Horeb is pronounced in Hebrew as Choreb which, if correctly preserved in Arabic, _wouldn't_ be `Arribeh:
Strong 2722 Horeb, Choreb, Kho-rabe', "desolate;" from 2717 Charab khaw-rab' or Chareb, khaw-rabe', "to parch."
(James Strong. Strong's Exhaustive Concordance. Hebrew & Chaldee Dictionary. Waco, Texas. Word Books. 1977)
Archaeologists, despite repeated careful surveys of this area have found no evidence of a Late Bronze Age occupation in the form of encampments or burial tumuli which would be associated with the thousands who perished worshipping the Golden Calf. The Bible suggests for some Protestant scholars that the Exodus was ca. 1446-1406 B.C. (cf. 1 Kings 6:1). However, many Liberal scholars prefer an Exodus ca. 1250 B.C., which is also in the Late Bronze Age (The Late Bronze being ca. 1570-1200 B.C.).
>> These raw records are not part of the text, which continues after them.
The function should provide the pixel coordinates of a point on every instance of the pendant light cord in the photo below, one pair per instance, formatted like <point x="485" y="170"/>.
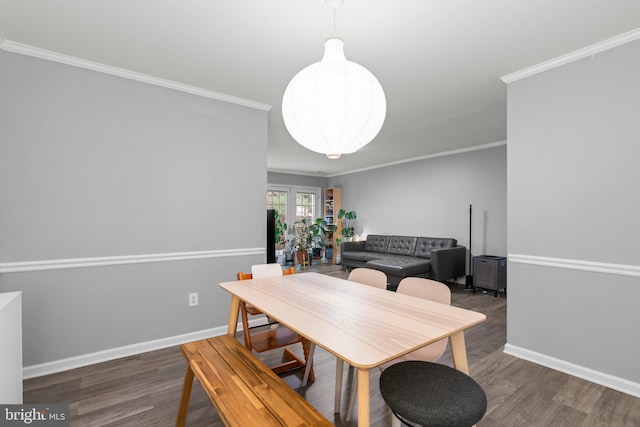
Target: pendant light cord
<point x="334" y="22"/>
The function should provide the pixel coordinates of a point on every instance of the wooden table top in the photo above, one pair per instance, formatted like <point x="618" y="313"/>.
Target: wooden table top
<point x="360" y="324"/>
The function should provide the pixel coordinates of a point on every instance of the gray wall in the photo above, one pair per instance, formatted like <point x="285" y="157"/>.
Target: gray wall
<point x="431" y="197"/>
<point x="574" y="240"/>
<point x="93" y="165"/>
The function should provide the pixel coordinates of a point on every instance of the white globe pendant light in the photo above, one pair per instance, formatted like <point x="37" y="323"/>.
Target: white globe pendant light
<point x="334" y="106"/>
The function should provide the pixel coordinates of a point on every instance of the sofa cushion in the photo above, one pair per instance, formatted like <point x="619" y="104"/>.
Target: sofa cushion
<point x="361" y="256"/>
<point x="376" y="243"/>
<point x="402" y="245"/>
<point x="425" y="244"/>
<point x="401" y="266"/>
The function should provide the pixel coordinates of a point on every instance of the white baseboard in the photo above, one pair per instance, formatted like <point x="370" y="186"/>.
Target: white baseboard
<point x="125" y="351"/>
<point x="607" y="380"/>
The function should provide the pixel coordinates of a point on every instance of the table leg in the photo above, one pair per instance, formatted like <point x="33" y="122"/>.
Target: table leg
<point x="233" y="316"/>
<point x="363" y="397"/>
<point x="459" y="352"/>
<point x="186" y="396"/>
<point x="339" y="371"/>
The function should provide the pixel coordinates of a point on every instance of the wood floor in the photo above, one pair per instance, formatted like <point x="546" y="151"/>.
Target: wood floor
<point x="144" y="390"/>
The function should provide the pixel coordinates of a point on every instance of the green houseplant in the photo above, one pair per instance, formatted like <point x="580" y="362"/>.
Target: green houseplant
<point x="281" y="228"/>
<point x="348" y="231"/>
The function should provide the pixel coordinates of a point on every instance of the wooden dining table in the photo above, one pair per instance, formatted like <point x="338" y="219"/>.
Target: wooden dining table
<point x="361" y="325"/>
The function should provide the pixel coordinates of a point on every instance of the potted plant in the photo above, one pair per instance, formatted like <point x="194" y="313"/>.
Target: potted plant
<point x="319" y="230"/>
<point x="280" y="230"/>
<point x="348" y="231"/>
<point x="304" y="239"/>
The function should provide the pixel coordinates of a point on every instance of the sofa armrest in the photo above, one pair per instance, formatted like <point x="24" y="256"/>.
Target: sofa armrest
<point x="448" y="263"/>
<point x="352" y="246"/>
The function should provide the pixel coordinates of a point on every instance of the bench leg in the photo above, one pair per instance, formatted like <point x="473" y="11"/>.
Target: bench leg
<point x="308" y="363"/>
<point x="339" y="372"/>
<point x="186" y="396"/>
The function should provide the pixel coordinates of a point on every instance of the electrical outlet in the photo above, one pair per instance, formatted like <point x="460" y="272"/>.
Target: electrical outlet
<point x="193" y="299"/>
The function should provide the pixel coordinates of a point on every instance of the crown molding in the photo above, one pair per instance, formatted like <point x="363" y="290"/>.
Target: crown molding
<point x="425" y="157"/>
<point x="574" y="56"/>
<point x="572" y="264"/>
<point x="127" y="74"/>
<point x="58" y="264"/>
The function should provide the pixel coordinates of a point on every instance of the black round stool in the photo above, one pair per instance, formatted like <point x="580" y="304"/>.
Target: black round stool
<point x="431" y="394"/>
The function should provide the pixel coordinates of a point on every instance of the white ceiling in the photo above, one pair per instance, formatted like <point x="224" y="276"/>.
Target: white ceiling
<point x="439" y="62"/>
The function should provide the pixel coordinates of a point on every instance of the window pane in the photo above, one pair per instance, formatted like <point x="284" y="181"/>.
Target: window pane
<point x="305" y="205"/>
<point x="278" y="200"/>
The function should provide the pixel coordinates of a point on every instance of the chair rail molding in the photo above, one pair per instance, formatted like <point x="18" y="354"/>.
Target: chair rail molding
<point x="620" y="384"/>
<point x="597" y="267"/>
<point x="57" y="264"/>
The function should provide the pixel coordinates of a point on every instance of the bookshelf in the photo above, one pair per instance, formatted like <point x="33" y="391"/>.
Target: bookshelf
<point x="332" y="204"/>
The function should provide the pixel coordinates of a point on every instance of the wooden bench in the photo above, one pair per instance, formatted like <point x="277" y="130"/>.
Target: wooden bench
<point x="244" y="391"/>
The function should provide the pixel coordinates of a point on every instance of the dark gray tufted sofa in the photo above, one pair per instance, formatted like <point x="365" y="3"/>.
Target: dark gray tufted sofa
<point x="407" y="256"/>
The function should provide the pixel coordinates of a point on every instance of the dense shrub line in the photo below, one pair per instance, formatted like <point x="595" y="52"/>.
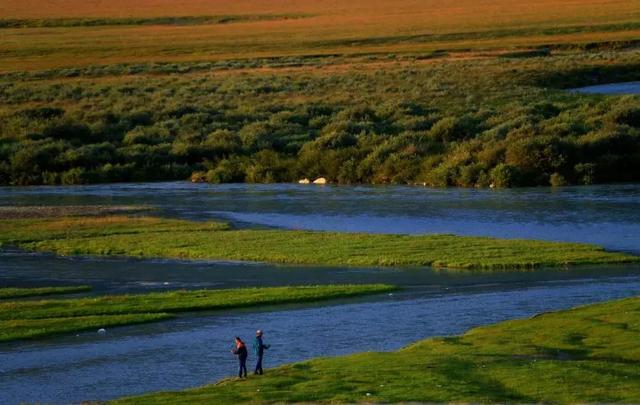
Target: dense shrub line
<point x="469" y="124"/>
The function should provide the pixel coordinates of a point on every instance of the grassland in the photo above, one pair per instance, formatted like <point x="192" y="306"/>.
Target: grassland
<point x="331" y="29"/>
<point x="13" y="292"/>
<point x="26" y="319"/>
<point x="465" y="94"/>
<point x="584" y="355"/>
<point x="170" y="238"/>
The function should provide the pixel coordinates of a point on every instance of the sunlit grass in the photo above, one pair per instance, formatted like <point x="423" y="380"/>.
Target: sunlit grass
<point x="169" y="238"/>
<point x="585" y="355"/>
<point x="26" y="319"/>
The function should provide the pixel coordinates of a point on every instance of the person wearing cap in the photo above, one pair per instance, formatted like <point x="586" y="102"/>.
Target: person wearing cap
<point x="259" y="348"/>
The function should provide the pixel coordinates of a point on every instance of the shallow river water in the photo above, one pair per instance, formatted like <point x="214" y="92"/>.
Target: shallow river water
<point x="194" y="350"/>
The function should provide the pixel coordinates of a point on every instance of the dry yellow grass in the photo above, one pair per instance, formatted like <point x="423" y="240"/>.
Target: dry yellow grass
<point x="374" y="25"/>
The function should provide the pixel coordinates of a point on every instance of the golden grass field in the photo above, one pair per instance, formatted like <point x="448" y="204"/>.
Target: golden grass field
<point x="329" y="27"/>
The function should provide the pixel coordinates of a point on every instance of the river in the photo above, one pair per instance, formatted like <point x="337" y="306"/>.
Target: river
<point x="194" y="350"/>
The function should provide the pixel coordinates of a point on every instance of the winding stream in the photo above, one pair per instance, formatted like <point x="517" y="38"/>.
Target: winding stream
<point x="194" y="350"/>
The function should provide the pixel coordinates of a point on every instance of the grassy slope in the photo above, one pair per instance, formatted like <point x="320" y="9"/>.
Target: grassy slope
<point x="156" y="237"/>
<point x="588" y="354"/>
<point x="10" y="292"/>
<point x="32" y="319"/>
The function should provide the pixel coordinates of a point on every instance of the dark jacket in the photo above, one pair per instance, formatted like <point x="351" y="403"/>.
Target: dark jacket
<point x="258" y="346"/>
<point x="241" y="351"/>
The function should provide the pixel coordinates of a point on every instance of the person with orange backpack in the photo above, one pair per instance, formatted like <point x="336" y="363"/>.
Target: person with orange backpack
<point x="242" y="353"/>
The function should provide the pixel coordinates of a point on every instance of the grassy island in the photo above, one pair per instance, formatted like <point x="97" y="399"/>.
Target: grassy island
<point x="40" y="318"/>
<point x="584" y="355"/>
<point x="171" y="238"/>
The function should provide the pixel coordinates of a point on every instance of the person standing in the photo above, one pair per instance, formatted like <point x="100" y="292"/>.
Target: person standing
<point x="259" y="347"/>
<point x="242" y="353"/>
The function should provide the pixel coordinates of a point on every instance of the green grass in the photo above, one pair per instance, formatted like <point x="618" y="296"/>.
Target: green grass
<point x="170" y="238"/>
<point x="584" y="355"/>
<point x="12" y="292"/>
<point x="26" y="319"/>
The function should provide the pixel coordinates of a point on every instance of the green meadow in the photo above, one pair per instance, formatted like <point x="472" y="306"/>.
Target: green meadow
<point x="172" y="238"/>
<point x="584" y="355"/>
<point x="26" y="319"/>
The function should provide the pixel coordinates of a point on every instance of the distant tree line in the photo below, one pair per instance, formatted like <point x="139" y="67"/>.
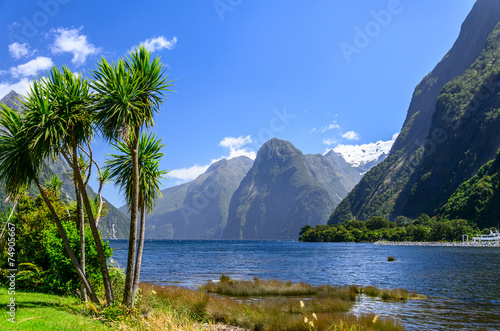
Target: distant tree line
<point x="422" y="229"/>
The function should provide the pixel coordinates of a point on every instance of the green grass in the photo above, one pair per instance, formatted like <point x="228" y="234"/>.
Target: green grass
<point x="35" y="311"/>
<point x="279" y="306"/>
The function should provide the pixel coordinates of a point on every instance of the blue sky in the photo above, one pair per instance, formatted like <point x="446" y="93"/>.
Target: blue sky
<point x="318" y="73"/>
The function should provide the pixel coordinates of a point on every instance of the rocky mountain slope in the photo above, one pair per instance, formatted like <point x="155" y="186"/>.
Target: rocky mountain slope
<point x="450" y="130"/>
<point x="198" y="209"/>
<point x="285" y="190"/>
<point x="478" y="199"/>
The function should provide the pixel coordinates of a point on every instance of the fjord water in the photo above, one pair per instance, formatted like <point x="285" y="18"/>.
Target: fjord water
<point x="462" y="283"/>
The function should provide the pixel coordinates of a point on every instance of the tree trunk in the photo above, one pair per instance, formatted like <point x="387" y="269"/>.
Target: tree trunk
<point x="108" y="290"/>
<point x="132" y="243"/>
<point x="81" y="227"/>
<point x="140" y="248"/>
<point x="80" y="222"/>
<point x="7" y="221"/>
<point x="70" y="251"/>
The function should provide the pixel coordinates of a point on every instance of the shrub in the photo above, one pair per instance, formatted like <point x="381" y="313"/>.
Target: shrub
<point x="44" y="263"/>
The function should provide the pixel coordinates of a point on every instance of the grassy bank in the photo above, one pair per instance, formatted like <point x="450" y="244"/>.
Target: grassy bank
<point x="247" y="305"/>
<point x="35" y="311"/>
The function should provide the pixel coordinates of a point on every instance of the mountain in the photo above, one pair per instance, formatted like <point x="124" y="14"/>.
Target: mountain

For these reasons (the lack of Late Bronze Age sites) most Liberal scholars regard the Exodus to be fiction as presented in the Hebrew Bible. A pilgrimess, called Etheria or Egeria, circa the 4th/5th century A.D., kept a diary of her visit to Mount Sinai, and she noted that it was approximately 35 Roman miles from the Mountain of God to Pharan/Paran, usually identified with the modern Feiran oasis, which agrees with Horeb/Sinai being the vicinity of Jebel Musa.
Gingras on when the Diary was composed:
"It seems clear that Egeria's Diary was written after 394; it is very probable that she could not have written it before 404; and there is reason to believe the work may not have been composed until 417. Suggestions of any later date are almost certainly to be rejected. The consensus of scholars is that the picture of church life which emerges from the narrative best describes the ecclesiastical and liturgical milieu of the early fifth century."
(p. 15. "Introduction." George E. Gingas [Translator]. Egeria: Diary of a Pilgrimage. New York, N.Y. & Mahwah, New Jersey. The Newman Press. 1970)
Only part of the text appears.